STARKS

August 28, 2010

State funds bridge repair

By Erin Rhoda erhoda@mainetoday.com
Staff Writer

STARKS -- The town is one of the few in Maine to receive a Community Development Block Grant for bridge repair.

The grant, which is managed by the Maine Office of Community Development, is often given for water and sewer systems or downtown revitalization, but the 573-person town received it for repairs to the Lemon Stream bridge.

Selectman Paul Frederic said it is also unusual for small towns to receive the grant.

"It's relatively unusual for small towns to go after this sort of grant and receive it because they have almost no in-house support system for grant writing and grant administration," he said.

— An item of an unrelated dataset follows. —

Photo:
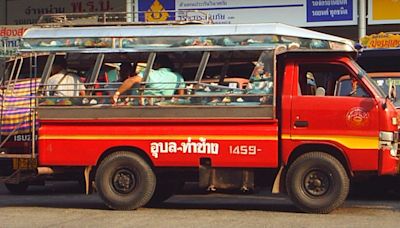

The community development office awarded the $100,000 grant this spring, and residents accepted it at a special town meeting on Aug. 17.

The town is currently waiting for the environmental review process to be completed before it puts out calls for construction bids.

The bridge on Sawyer's Mills Road that crosses Lemon Stream is unsafe, Frederic said.

Officials at the Maine Department of Transportation have said the bridge's weight limit will have to be reduced to three tons, or the bridge could be closed, if repairs are not made.

A 3-ton limit would not allow a school bus, a fire truck, a logging truck or some farm machinery to cross, Frederic said.

The abutments are not stable, and the bridge is situated after a curve, he said. The guardrails are flimsy.

"You can go through the guardrails with a bicycle," he said. "There's a real safety issue here, both in terms of its design as it is and in terms of its weight capacity," he said.

So the bridge, which connects the Starks area with the Industry area, will be widened, and the abutments will be strengthened.

The work will be done with no local tax contribution, Frederic said. There is a matching contribution of about $25,000, but that will be taken from the town's Urban Rural Initiative Program money. Each year the town receives about $40,000 through the state program.

"We didn't have to raise anything for this particular project," Frederic said.

The bulk of the funds originate with the U.S. Department of Housing and Urban Development. The grant was awarded with much help, Frederic said, from selectman Joe Miller and from Gail Chase of Kennebec Valley Council of Governments.

Residents should expect more bridge work in the near future -- on bridges on the Mayhew Road and the Brann Mills Road.